Can Workers Own The Ai Replacing Them? Action Model Tests A Radical Model Of Automation Ownership
- AI companies are racing to automate everything, from writing code, generating images, scheduling ads, summarizing meetings, and more.
- But as these systems improve, their impact on human labor becomes harder to ignore.
- Some experts now warn that generative AI could trigger a wave of massive job displacement that will hit faster and deeper than most economies are prepared for.
- Rather than resisting the future, one crypto native platform is betting on a different approach.
What Happened
Action Model, today, has launched an invite-only Chrome extension that allows users to train an AI system by sharing real browser activity like clicks, navigation paths, typing, and task flows. The platform calls it a Large Action Model (LAM), capable of learning how to perform digital work, not just generate content. In return, contributors receive points that may convert into $LAM governance tokens, intended to represent participation rights in how the system evolves.
Market Context
Action Model’s extension collects user-approved behavioral data to train the AI. Tasks like submitting payroll, managing CRM entries, or running basic operations can be recorded once and repeated by the model. Contributors may publish automations to a public marketplace, where usage can be tracked and rewarded under the platform’s incentive model.
With Action Model, users do not need to write code or manage integrations. They simply record how they complete a task. The AI learns from those real user flows and becomes capable of repeating them independently.
This makes Action Model flexible enough to capture edge cases and undocumented workflows that traditional systems cannot reach.
Other projects that rewarded social engagement or posts were recently banned from major platforms after generating large volumes of AI spam, reply bots, and fake interactions. In response, API access was pulled and token ecosystems collapsed under the weight of low-quality activity.
Why It Matters
AI companies are racing to automate everything, from writing code, generating images, scheduling ads, summarizing meetings, and more. But as these systems improve, their impact on human labor becomes harder to ignore. Some experts now warn that generative AI could trigger a wave of massive job displacement that will hit faster and deeper than most economies are prepared for.
To avoid the problems that have plagued earlier crypto reward systems, Action Model uses behavioral analysis to verify real user input. The system looks for structure, timing, variation, and decision-making signals — things that bots or click farms cannot easily fake.
Details
Rather than resisting the future, one crypto native platform is betting on a different approach. If automation is inevitable, then ownership should be as well.
“If AI is going to replace digital labour then workers should own the machines doing the replacing,” says Action Model founder Sina Yamani.
Training the AI that Does the Work
Unlike chatbot models that generate content, LAM’s are designed to operate software directly. The idea is simple: if a human can do a digital task with a mouse and keyboard, a trained AI agent should be able to do it too.
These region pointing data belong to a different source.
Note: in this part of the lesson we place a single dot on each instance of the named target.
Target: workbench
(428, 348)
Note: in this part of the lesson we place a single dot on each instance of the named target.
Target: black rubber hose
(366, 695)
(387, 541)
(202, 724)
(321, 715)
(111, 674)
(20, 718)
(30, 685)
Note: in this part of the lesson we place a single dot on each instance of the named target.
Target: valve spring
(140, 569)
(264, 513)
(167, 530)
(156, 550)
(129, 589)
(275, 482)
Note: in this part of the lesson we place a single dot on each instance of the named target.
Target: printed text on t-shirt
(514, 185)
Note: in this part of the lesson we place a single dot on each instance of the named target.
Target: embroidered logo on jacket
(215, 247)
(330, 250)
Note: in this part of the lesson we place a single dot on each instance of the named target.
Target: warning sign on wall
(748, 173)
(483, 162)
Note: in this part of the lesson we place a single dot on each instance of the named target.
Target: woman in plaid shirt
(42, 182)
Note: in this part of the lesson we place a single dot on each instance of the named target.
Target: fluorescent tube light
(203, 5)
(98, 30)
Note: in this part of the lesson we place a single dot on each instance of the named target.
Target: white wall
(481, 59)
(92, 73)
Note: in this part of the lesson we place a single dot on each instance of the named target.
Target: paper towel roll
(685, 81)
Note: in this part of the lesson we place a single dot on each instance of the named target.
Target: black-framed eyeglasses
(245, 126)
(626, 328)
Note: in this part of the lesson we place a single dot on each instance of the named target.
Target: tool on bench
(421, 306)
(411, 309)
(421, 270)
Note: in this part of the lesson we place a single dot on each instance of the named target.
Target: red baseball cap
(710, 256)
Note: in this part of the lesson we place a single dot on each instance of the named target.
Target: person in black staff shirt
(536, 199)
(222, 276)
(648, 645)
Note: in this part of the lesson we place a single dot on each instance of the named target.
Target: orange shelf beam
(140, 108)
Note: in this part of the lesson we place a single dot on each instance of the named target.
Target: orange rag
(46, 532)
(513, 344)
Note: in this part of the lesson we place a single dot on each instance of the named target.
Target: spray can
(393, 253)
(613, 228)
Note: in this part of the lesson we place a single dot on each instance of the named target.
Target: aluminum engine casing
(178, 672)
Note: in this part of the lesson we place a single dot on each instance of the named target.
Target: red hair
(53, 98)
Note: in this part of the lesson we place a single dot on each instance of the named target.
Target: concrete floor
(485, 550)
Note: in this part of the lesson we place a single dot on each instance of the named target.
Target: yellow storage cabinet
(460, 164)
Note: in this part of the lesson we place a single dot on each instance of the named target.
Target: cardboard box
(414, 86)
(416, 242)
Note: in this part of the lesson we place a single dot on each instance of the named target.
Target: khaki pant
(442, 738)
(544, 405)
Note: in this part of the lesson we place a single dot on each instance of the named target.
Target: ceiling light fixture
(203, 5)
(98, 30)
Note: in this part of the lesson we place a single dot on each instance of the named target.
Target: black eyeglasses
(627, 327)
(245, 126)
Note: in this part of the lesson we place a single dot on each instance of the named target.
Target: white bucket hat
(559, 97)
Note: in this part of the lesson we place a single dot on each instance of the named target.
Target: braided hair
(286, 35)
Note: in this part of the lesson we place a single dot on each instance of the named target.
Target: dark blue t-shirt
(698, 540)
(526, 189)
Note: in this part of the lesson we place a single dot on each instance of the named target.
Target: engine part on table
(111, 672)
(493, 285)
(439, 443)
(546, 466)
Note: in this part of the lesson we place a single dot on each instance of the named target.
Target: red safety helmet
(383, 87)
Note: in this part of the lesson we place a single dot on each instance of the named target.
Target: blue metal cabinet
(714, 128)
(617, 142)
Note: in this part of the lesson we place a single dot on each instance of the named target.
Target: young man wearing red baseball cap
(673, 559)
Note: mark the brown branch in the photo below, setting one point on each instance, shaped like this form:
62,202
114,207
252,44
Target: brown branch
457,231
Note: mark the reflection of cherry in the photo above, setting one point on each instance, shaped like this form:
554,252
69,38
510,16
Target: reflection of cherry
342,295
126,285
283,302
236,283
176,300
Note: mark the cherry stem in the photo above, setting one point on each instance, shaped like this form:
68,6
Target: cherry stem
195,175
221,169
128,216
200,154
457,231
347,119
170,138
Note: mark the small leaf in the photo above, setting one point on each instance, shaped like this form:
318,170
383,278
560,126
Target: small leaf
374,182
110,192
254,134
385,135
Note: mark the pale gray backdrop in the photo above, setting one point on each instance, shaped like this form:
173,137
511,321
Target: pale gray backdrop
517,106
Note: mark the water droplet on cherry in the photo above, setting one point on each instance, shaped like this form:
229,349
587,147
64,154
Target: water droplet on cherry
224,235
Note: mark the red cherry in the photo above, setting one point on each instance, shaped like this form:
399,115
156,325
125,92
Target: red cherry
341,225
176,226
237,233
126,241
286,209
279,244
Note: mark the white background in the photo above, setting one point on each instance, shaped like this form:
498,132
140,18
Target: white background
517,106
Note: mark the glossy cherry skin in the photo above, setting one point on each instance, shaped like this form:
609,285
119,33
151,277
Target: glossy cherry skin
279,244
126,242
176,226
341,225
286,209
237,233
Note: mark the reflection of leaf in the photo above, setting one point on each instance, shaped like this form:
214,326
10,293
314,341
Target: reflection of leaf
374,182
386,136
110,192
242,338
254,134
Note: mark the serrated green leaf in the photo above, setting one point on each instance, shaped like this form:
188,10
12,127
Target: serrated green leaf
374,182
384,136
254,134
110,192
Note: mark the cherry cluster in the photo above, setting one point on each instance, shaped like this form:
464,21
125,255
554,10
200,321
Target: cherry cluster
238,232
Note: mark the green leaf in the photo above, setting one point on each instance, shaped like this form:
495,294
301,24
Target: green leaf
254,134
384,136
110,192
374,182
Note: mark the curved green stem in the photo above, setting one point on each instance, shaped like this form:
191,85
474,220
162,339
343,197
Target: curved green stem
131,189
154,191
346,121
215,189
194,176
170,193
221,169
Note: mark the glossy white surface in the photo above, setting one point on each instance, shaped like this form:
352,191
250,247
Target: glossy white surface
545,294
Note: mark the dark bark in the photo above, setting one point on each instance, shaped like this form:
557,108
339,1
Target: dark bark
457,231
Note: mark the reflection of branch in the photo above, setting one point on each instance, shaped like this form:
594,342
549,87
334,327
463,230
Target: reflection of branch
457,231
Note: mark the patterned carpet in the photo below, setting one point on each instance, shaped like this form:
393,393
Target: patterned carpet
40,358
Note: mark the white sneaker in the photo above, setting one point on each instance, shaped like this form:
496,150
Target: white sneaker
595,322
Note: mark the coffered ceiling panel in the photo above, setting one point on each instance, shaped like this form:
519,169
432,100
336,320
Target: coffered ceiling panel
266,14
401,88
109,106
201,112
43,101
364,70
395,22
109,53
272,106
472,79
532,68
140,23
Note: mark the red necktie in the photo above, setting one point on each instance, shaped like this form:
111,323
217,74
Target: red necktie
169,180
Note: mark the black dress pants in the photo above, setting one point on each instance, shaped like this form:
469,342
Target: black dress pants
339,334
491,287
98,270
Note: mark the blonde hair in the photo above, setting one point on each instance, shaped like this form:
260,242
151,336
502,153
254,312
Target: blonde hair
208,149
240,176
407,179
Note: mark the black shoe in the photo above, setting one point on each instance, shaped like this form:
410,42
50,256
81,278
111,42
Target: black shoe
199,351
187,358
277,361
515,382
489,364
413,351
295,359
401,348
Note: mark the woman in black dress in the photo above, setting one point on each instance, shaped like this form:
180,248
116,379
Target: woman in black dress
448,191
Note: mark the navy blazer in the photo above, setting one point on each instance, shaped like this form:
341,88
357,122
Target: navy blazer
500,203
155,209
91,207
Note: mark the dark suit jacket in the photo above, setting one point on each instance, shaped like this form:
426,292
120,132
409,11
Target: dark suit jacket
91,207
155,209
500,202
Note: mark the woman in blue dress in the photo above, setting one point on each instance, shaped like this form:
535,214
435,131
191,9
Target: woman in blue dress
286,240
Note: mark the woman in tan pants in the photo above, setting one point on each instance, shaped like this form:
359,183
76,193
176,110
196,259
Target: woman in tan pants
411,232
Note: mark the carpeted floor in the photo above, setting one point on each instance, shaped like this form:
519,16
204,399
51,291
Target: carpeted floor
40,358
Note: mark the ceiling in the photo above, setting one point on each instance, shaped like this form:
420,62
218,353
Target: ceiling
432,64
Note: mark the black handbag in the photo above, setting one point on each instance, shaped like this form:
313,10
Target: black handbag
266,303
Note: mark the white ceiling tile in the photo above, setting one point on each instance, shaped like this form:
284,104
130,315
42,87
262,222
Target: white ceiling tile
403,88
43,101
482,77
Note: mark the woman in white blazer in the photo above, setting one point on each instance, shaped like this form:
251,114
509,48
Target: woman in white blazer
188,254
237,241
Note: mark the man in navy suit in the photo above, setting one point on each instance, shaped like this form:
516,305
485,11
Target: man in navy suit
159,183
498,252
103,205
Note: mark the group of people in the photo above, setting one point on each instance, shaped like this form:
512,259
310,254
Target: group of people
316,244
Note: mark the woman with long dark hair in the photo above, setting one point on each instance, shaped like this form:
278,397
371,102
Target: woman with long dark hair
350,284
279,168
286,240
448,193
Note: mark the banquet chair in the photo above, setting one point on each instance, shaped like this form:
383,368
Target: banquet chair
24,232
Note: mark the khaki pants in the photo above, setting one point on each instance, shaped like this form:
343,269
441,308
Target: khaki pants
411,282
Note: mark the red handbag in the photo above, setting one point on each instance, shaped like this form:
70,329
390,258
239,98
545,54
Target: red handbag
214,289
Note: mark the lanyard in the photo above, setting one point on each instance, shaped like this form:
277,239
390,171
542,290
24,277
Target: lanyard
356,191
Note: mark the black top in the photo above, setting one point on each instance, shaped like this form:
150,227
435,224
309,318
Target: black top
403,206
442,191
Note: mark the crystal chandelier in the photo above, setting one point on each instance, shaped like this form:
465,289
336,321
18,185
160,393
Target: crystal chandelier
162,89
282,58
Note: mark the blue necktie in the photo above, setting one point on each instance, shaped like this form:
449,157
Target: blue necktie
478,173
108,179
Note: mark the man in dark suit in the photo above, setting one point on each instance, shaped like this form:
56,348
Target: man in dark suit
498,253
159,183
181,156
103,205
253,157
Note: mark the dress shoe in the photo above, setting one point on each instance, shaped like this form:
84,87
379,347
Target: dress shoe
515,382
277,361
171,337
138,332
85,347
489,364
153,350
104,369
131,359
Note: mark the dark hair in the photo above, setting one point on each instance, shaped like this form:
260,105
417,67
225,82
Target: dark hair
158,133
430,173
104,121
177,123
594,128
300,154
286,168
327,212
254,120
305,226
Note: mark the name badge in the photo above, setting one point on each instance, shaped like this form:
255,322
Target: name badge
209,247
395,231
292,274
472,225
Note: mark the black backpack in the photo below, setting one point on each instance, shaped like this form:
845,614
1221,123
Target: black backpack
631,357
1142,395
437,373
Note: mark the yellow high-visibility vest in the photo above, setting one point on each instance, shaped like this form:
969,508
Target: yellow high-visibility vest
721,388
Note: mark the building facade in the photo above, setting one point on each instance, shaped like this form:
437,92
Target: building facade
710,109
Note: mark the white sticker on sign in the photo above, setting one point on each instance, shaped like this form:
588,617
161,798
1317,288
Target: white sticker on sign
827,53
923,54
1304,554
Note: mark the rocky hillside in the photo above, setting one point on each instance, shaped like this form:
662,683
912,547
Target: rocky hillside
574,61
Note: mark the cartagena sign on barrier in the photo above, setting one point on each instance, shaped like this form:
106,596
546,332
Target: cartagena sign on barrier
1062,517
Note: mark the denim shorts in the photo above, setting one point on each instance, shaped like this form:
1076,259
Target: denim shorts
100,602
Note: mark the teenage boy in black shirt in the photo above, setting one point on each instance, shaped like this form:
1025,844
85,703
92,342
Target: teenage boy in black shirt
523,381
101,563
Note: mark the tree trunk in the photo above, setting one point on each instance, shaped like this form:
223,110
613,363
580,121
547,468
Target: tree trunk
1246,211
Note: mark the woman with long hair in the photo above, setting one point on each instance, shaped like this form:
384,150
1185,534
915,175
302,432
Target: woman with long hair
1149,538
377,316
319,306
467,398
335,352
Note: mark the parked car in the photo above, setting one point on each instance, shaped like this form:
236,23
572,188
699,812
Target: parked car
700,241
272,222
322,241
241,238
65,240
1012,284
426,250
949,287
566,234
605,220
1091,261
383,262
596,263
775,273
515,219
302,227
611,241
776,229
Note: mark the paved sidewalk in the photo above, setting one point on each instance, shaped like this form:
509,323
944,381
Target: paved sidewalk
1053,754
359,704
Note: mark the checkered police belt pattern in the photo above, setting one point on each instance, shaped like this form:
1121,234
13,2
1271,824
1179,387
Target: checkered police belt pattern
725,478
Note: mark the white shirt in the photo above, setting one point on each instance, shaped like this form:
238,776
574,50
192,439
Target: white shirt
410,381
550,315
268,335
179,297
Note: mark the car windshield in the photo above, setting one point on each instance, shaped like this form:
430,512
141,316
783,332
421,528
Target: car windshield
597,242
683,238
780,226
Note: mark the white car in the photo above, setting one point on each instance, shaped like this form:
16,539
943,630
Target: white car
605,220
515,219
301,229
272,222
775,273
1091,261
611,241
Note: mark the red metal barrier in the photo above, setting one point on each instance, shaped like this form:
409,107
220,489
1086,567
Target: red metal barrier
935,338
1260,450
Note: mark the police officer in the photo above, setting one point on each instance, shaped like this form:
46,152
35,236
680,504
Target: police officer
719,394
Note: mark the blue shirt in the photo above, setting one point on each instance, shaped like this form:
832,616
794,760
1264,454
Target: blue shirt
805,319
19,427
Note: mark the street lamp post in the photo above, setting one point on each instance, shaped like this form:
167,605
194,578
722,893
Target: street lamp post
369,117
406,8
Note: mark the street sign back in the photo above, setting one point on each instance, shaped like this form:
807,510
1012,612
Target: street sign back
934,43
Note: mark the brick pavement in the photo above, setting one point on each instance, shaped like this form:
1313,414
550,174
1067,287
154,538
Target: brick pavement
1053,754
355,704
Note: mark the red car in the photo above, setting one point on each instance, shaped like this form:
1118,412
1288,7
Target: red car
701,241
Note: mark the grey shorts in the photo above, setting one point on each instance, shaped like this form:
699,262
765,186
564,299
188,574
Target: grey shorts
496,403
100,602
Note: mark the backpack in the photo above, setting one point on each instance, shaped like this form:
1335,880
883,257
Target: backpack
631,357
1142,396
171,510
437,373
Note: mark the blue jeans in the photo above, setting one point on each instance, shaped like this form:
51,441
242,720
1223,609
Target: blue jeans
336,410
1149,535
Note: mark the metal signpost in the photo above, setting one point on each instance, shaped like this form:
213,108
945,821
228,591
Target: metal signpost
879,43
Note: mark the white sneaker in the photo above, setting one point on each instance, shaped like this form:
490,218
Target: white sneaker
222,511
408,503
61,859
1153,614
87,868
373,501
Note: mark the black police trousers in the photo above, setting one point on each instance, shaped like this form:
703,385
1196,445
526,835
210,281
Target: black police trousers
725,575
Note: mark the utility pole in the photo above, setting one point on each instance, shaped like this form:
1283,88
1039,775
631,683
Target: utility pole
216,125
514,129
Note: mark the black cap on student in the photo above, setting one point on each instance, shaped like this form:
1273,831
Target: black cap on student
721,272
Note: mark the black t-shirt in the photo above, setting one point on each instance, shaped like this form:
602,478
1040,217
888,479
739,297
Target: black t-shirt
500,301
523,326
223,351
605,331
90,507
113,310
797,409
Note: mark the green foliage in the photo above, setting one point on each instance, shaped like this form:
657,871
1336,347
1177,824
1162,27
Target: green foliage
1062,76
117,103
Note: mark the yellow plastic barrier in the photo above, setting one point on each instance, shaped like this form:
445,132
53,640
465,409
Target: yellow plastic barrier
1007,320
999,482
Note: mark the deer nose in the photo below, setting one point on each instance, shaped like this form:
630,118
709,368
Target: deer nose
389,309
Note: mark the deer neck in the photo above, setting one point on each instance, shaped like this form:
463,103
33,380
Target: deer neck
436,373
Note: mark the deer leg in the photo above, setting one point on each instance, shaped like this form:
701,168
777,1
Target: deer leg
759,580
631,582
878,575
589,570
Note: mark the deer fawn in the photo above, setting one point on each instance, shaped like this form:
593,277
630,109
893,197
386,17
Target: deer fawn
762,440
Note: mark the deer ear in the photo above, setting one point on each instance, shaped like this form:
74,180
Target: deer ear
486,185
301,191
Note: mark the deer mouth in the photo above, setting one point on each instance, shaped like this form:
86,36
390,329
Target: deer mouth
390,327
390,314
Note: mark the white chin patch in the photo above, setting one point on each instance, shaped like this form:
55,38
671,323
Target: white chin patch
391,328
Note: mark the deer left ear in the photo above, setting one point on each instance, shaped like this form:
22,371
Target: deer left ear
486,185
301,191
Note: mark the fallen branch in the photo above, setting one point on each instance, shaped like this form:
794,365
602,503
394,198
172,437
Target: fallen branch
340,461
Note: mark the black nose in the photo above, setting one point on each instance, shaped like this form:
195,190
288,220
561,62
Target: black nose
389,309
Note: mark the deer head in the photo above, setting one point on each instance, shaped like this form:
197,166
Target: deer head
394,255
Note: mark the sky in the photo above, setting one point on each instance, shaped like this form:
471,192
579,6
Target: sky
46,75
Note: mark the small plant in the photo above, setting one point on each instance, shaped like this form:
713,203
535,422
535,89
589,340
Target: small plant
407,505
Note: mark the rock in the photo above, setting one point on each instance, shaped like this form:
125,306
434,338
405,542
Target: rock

“The last few years were chatbots. Now it’s automation,” says Yamani. “There are around one billion people employed to use a computer. If a company is offered a tool that performs the same work continuously at a fraction of the cost, they will use it.”
The rise of agentic AI systems has been widely documented across the industry, as models increasingly move from content generation to autonomous task execution. These systems, as outlined in this explainer, collect and act on real user data, learning how to navigate digital environments autonomously.
The platform has already attracted over 40,000 users through waitlists, referral systems, and partner communities. Access remains invite-only to maintain contributor quality and reward early participants.
How Is This Different From Existing Automation Tools?
Most existing automation tools rely on APIs or rigid integrations. But much of real-world digital work happens in legacy systems, internal dashboards, and tools that were never designed to be automated.
“Zapier automates software. We automate work,” says Yamani. “Only about 2 percent of the internet is accessible via APIs. The other 98 percent still requires human interaction.”
What About Privacy?
All training is opt-in, and users are in control of what data is shared. Sensitive sites like email, healthcare, or banking are blocked by default. Users can pause training, block specific domains, or delete contributions entirely.
“The first principle is simple. We don’t need your data. We just need patterns,” Yamani says. “Training data is processed locally and anonymized before it contributes to the model.”
Deleted data is permanently removed and cannot be recovered, even by the company. Contributions are aggregated with data from other users, using k-anonymity to prevent individual reidentification. A dashboard allows contributors to view and manage their training history and rewards at any time.
“While Big Tech collects this kind of data without real consent, we are transparent, user-controlled, and rewarding the people who actually train the AI,” says Yamani.
So Can Bots Game the System?
“Mindless clicking is almost useless,” says Yamani. “Real workflows include intent, pauses, corrections, retries, and decisions. You cannot fake that at scale.”